Construite autour d'une profonde baie, presque semblable à un fjord, autour de laquelle dévalent des collines abruptes, Nagasaki (長崎市) a le don de nous séduire. Son urbanisme est assez curieux, différent en tout cas de celui des autres grandes villes japonaises, érigées dans les plaines. Ici, la plupart de ses 450000 habitants logent dans des maisons accrochées aux pentes escarpées, et l'ensemble n'est pas sans nous rappeler, toutes proportions gardées, la perle chilienne qu'est Valparaíso.
Au niveau historique, la ville aussi mérite de l'intérêt, et ce à double titre : tout d'abord car elle fut pendant très longtemps le seul point de contact du Japon avec l'Occident, contribuant à l'enrichissement culturel et à la modernisation du pays ; ensuite parce qu'elle restera, à jamais, tristement célèbre pour avoir été la seconde (et dernière ville, espérons-le...) à avoir été frappée par la bombe atomique.

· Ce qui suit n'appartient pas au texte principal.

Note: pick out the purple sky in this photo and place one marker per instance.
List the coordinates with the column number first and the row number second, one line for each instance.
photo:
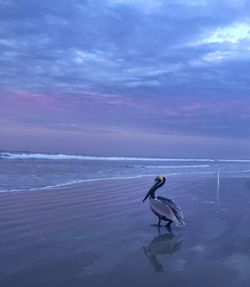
column 123, row 77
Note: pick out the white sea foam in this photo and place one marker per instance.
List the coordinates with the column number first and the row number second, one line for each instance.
column 27, row 155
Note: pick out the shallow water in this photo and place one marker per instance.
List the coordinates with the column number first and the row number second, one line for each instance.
column 99, row 234
column 26, row 171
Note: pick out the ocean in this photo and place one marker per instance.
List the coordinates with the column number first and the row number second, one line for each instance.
column 24, row 171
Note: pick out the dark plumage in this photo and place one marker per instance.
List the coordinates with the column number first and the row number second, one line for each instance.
column 164, row 208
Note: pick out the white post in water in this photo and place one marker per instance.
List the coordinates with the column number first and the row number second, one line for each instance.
column 218, row 187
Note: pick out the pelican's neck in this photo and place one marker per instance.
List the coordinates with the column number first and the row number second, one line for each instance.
column 152, row 194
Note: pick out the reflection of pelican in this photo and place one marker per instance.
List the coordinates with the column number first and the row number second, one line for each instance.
column 162, row 244
column 166, row 209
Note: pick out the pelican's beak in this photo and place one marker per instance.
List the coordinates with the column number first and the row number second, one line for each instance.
column 151, row 190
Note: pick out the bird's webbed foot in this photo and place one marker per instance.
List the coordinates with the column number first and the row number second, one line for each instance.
column 168, row 227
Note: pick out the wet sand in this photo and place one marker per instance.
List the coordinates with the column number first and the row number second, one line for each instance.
column 99, row 234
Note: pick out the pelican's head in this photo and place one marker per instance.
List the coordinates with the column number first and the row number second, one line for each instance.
column 159, row 181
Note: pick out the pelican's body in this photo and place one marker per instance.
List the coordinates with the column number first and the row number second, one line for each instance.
column 164, row 208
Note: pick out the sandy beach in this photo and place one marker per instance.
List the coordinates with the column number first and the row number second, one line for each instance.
column 99, row 234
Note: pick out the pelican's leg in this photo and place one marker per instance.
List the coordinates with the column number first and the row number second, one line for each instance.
column 168, row 226
column 158, row 224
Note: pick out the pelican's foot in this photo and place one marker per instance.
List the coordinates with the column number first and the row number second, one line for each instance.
column 168, row 227
column 157, row 225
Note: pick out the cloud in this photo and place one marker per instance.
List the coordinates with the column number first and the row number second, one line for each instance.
column 171, row 67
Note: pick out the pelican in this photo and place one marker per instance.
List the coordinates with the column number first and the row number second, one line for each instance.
column 164, row 208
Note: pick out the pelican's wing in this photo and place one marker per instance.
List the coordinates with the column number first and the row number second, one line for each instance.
column 163, row 210
column 175, row 208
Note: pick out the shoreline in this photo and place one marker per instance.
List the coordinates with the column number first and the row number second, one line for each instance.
column 99, row 234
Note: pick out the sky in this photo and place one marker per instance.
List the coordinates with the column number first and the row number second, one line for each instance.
column 125, row 77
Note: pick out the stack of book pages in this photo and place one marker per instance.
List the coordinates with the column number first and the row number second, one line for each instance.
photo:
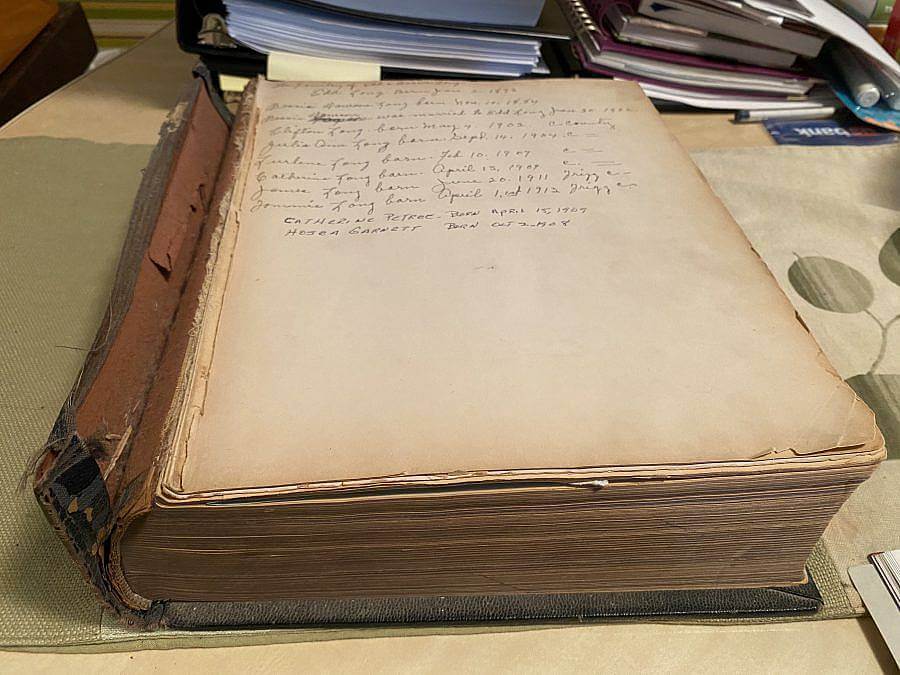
column 454, row 339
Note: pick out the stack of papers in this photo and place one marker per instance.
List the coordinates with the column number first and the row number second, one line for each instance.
column 279, row 26
column 746, row 54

Nagasaki, pionnière de l'ouverture du Japon au monde occidental
En 1571, les Portugais établirent un port dans ce qui n'était alors qu'un petit village en bord de mer. Siège d'un commerce florissant, celui-ci connut un essor assez rapide. Ses habitants découvrirent dès lors de nouvelles marchandises du monde entier (armes à feu, tabac, pain, vêtements européens, denrées chinoises, …), qui furent progressivement assimilées dans la culture japonaise. On peut trouver trace de ces influences jusqu'à aujourd'hui, en particulier dans la cuisine locale : tenpura (assortiment de beignets) et kasutera (en fait castella, gâteau symbolique de Nagasaki) – mets typiques de la gastronomie nipponne –, sont ainsi des mots d'origine portugaise.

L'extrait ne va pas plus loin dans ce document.